# Mpg??



## campntn (Feb 20, 2005)

New from popup towing, I'm curious..What's YOUR MPG???


----------



## jnk36jnk (Mar 9, 2004)

Getting 9 mpg towing and 16.5 without the TT.


----------



## camping479 (Aug 27, 2003)

10 towing in 3rd.

Mike


----------



## BigBadBrain (Aug 26, 2004)

I'm allergic to MSG.

Oh, wait.









Uh, I get 10 unless it is hilly of course.


----------



## johnp (Mar 15, 2004)

MPG

10 Towing at any speed

12-13 Without the trailer if I keep my foot tame









15-16 When my wife drives it (rarely)!!

John


----------



## chetlenox (Feb 3, 2004)

11-12.5 Towing (depending on how far down my foot goes)
16.5 In town
19.5 Highway

Chet.


----------



## vdub (Jun 19, 2004)

10 on any hill any where when towing
22-24 on highway
never driven in town -- hope it stays that way.


----------



## shake1969 (Sep 21, 2004)

7 or 8. 15 Hwy, not towing.

Not counting wind. Your mileage may vary. Mine sure does!

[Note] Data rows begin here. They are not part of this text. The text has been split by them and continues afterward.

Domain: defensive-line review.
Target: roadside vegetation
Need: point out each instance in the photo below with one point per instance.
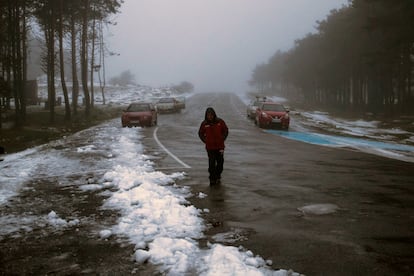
(359, 60)
(39, 130)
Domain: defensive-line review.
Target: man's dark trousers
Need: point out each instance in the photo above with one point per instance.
(215, 164)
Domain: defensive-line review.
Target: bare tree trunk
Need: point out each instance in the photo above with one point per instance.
(50, 39)
(84, 58)
(75, 82)
(92, 63)
(62, 64)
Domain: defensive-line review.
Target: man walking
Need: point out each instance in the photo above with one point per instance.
(213, 132)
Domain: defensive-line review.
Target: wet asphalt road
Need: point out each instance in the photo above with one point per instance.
(267, 178)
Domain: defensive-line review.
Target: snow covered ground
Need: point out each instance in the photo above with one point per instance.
(155, 214)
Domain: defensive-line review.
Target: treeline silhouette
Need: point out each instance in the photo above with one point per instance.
(360, 59)
(63, 27)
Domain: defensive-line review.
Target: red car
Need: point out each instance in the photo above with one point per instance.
(270, 114)
(139, 114)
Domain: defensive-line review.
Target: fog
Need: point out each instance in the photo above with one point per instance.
(214, 44)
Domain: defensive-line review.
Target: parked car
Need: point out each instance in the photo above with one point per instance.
(168, 104)
(253, 105)
(271, 114)
(139, 114)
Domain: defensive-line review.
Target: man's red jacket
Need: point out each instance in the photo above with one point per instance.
(213, 133)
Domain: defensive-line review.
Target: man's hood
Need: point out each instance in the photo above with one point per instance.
(212, 111)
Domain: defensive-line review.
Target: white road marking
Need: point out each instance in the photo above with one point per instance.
(169, 152)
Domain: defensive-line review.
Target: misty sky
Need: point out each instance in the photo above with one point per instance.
(214, 44)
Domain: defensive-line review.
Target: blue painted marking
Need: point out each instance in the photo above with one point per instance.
(330, 140)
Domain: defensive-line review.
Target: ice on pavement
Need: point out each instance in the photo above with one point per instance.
(319, 209)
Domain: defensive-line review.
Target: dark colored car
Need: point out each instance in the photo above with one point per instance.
(270, 115)
(168, 105)
(139, 114)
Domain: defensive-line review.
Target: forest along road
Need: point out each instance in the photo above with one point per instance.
(271, 188)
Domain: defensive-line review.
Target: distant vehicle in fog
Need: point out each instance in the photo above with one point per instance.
(139, 114)
(169, 105)
(271, 115)
(253, 105)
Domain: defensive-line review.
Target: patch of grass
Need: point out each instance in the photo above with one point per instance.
(38, 128)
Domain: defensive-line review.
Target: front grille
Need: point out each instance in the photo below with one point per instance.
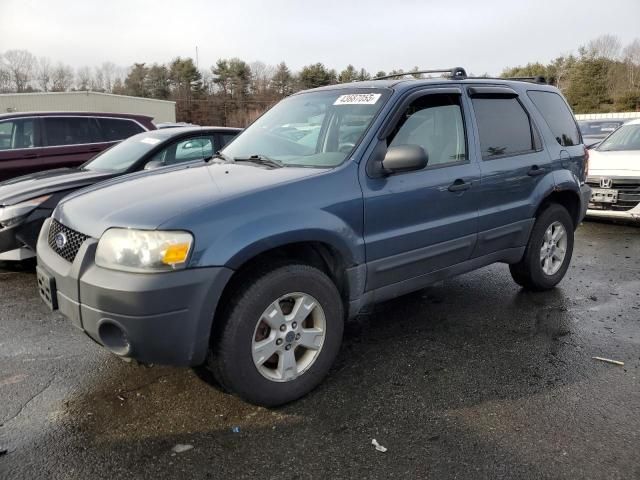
(74, 241)
(628, 194)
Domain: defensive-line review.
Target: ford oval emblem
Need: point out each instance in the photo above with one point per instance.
(61, 240)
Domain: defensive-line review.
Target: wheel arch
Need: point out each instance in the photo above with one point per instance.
(323, 255)
(569, 199)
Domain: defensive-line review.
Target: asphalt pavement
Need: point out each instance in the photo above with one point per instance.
(471, 378)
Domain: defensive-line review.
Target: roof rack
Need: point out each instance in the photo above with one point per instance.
(457, 73)
(536, 79)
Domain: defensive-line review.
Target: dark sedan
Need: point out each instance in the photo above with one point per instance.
(25, 202)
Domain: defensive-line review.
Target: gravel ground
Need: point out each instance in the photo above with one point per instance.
(472, 378)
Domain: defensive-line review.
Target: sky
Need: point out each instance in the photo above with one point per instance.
(484, 36)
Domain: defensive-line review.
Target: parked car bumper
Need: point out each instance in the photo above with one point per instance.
(22, 235)
(585, 194)
(162, 318)
(632, 215)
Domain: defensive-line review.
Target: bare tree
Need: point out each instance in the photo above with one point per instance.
(97, 80)
(109, 74)
(43, 74)
(631, 56)
(261, 75)
(19, 64)
(5, 78)
(83, 78)
(61, 77)
(605, 46)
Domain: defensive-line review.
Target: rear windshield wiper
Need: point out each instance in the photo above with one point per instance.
(261, 160)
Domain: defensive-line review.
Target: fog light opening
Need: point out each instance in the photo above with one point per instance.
(114, 338)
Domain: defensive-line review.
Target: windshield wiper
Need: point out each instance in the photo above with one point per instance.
(261, 160)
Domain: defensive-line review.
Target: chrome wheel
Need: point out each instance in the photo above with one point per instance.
(554, 248)
(288, 337)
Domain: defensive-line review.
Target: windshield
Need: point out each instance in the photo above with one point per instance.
(123, 155)
(626, 137)
(316, 129)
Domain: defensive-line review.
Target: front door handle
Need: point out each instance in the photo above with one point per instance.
(459, 186)
(536, 170)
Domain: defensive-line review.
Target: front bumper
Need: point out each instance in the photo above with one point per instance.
(25, 233)
(633, 214)
(585, 196)
(162, 318)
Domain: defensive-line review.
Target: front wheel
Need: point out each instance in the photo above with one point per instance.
(548, 253)
(279, 335)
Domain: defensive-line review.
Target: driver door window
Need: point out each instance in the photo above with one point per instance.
(435, 123)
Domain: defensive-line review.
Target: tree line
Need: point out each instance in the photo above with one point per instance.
(602, 76)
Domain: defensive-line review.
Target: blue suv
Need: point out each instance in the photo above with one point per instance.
(336, 198)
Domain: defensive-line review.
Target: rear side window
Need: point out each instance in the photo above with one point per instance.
(114, 129)
(67, 130)
(19, 133)
(557, 115)
(504, 127)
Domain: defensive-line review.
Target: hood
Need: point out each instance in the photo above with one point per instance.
(146, 200)
(614, 164)
(38, 184)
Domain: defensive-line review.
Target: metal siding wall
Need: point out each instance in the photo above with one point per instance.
(601, 116)
(160, 110)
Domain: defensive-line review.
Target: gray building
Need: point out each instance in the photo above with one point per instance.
(160, 110)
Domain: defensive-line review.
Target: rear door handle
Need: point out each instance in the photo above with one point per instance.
(536, 170)
(459, 186)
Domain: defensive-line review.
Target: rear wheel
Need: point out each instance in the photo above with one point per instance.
(548, 252)
(279, 335)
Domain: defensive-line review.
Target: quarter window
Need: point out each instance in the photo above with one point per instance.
(504, 127)
(67, 130)
(557, 115)
(17, 133)
(435, 123)
(114, 129)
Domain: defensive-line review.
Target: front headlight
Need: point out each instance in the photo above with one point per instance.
(13, 214)
(143, 251)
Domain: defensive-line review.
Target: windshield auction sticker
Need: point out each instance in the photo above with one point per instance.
(358, 99)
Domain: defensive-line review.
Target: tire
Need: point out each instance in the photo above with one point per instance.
(234, 361)
(532, 272)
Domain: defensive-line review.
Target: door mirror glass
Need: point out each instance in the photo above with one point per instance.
(153, 164)
(404, 158)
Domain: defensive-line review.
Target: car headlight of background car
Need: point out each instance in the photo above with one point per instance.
(143, 251)
(13, 214)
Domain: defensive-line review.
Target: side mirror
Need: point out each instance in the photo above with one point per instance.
(404, 158)
(153, 164)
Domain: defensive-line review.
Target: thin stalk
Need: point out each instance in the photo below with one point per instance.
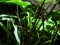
(44, 12)
(54, 35)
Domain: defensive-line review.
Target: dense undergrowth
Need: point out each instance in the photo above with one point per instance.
(26, 23)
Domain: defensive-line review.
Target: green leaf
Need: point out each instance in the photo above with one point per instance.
(18, 2)
(46, 1)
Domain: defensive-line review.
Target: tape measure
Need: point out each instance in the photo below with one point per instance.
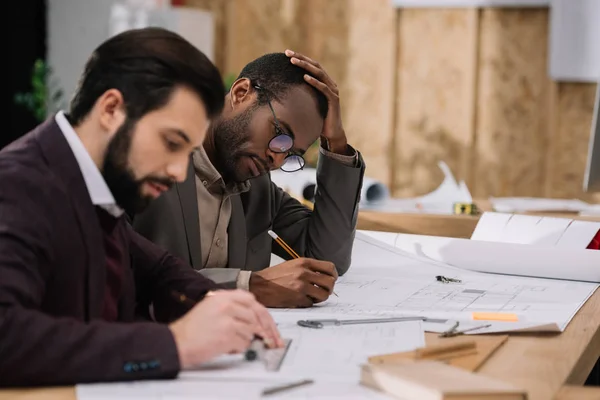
(465, 209)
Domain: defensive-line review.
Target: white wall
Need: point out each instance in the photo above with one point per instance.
(77, 27)
(575, 40)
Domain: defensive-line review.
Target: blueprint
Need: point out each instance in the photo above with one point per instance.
(409, 287)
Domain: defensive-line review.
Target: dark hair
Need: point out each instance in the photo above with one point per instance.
(146, 65)
(276, 74)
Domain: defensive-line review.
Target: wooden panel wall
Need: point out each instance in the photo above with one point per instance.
(435, 96)
(466, 86)
(567, 153)
(512, 103)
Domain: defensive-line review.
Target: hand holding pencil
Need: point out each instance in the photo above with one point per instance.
(286, 247)
(300, 282)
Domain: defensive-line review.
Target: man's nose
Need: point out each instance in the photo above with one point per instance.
(276, 160)
(177, 170)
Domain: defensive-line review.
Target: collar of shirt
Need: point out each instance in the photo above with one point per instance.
(99, 192)
(211, 178)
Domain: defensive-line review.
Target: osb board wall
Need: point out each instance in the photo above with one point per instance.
(569, 140)
(351, 41)
(512, 103)
(435, 91)
(466, 86)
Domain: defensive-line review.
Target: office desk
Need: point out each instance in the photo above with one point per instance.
(541, 364)
(578, 393)
(458, 226)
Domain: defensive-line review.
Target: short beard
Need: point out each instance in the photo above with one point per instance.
(117, 174)
(229, 137)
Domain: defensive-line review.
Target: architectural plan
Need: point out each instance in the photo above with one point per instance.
(410, 287)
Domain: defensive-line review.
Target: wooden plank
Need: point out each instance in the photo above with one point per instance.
(436, 96)
(578, 393)
(512, 108)
(572, 118)
(460, 226)
(58, 393)
(542, 364)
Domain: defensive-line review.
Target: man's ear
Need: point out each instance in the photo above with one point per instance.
(241, 91)
(111, 110)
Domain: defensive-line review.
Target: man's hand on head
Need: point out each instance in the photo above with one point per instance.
(298, 283)
(333, 131)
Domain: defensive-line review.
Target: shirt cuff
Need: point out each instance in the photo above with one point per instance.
(243, 281)
(350, 160)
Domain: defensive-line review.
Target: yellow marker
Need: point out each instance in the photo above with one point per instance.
(486, 316)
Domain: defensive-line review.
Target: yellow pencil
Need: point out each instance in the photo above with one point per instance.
(286, 247)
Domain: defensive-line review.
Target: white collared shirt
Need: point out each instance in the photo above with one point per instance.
(99, 192)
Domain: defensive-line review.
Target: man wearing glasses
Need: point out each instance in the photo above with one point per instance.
(218, 219)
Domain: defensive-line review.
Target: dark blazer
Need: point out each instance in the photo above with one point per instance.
(52, 278)
(327, 233)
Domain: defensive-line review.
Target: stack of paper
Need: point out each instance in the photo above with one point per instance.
(510, 244)
(439, 201)
(536, 204)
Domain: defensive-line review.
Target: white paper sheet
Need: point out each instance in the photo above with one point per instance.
(535, 230)
(331, 356)
(439, 201)
(192, 388)
(524, 204)
(409, 287)
(591, 211)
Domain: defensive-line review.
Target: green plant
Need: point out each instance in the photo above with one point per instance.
(44, 96)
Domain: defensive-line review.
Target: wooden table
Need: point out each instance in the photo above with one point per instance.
(578, 393)
(547, 366)
(459, 226)
(541, 364)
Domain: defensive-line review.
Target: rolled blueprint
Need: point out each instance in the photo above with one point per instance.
(303, 184)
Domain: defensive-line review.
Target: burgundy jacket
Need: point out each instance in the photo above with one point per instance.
(53, 277)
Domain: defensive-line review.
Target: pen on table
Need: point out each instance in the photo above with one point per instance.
(277, 389)
(258, 343)
(287, 248)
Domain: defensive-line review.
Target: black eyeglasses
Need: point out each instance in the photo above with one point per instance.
(283, 142)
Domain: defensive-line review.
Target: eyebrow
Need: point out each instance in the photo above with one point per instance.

Oh yeah, the Volvo gets about 27mpg, but doesn't pull the 21 very well.


----------



## California Jim (Dec 11, 2003)

8 towing, 14.5 without.


----------



## Castle Rock Outbackers (Jan 18, 2004)

10 towing

14 not towing.

Randy


----------



## dmbcfd (Sep 8, 2004)

7 towing









12 not towing









Time for a diesel









Steve


----------



## camping479 (Aug 27, 2003)

Steve,

What happened to all that what a great old truck, keep making extra payments on the mortgage you don't need a new truck stuff?









Mike


----------



## Drifter (Aug 22, 2004)

I don't know. I'm having trouble finding the starter on the trailer.


----------



## dmbcfd (Sep 8, 2004)

Mike,
I know it's time for a new truck, I just won't break down and do it until the truck really breaks down. I hope it lasts another year or two. Now I have an oil leak from the head gasket. I call it the continuous oil change. Wish me luck.

Besides, haven't you figured out yet that I'm full of it, most of the time.

Steve


----------



## hatcityhosehauler (Feb 13, 2004)

12.8 overall average.....
8-10 while towing......
11-13 around town, depending on how much snow has fallen, and little snow the city has cleared....4x4 uses more gas...
14-18 highway, depending on speed, and terrain. I just got 18.8 mpg, averaging 71 mph in the low country of SC, NO HILLS.
yes, I am a little OCD when it comes to tracking mileage....

Mike, and Steve, we are going to have a lot of fun in Garrettsville, I can see that already.

Tim


----------



## mjwencl (Feb 25, 2004)

10-11mpg Towing at 60mph average

16.5mpg Not Towing at 65mph average

Speed makes a lot of difference in your mpg numbers.

My Crewcab alone gets 19.5 at 55mph when not bucking a head wind.

Cheers!


----------



## mswalt (Sep 14, 2004)

I think I get about 9 or 10 towing.

Only about 14 non towing.

That 8.1L likes G-A-S............mmmmmmmmmmmmmmmmm.

Mark


----------



## BigBadBrain (Aug 26, 2004)

Regular - $2.05 today


----------



## TheBoyds (Jan 1, 2005)

13 to 14 while towing
18 overall


----------



## tdvffjohn (Mar 10, 2005)

96 burb 454 
never have to figure out towing or not I go 340 miles takes 34 gallons 250 miles takes 25 gallons
exception coming home from michigan not towing we were going 85 to 90 for 3 hrs straight I got 13.1 mpg still trying to figure that one out


----------



## specialcampers (Feb 26, 2005)

We also moved up from a pop-up.
We get 20 alone
we got 15 with coleman mesa
we get 11 outback 25rss


----------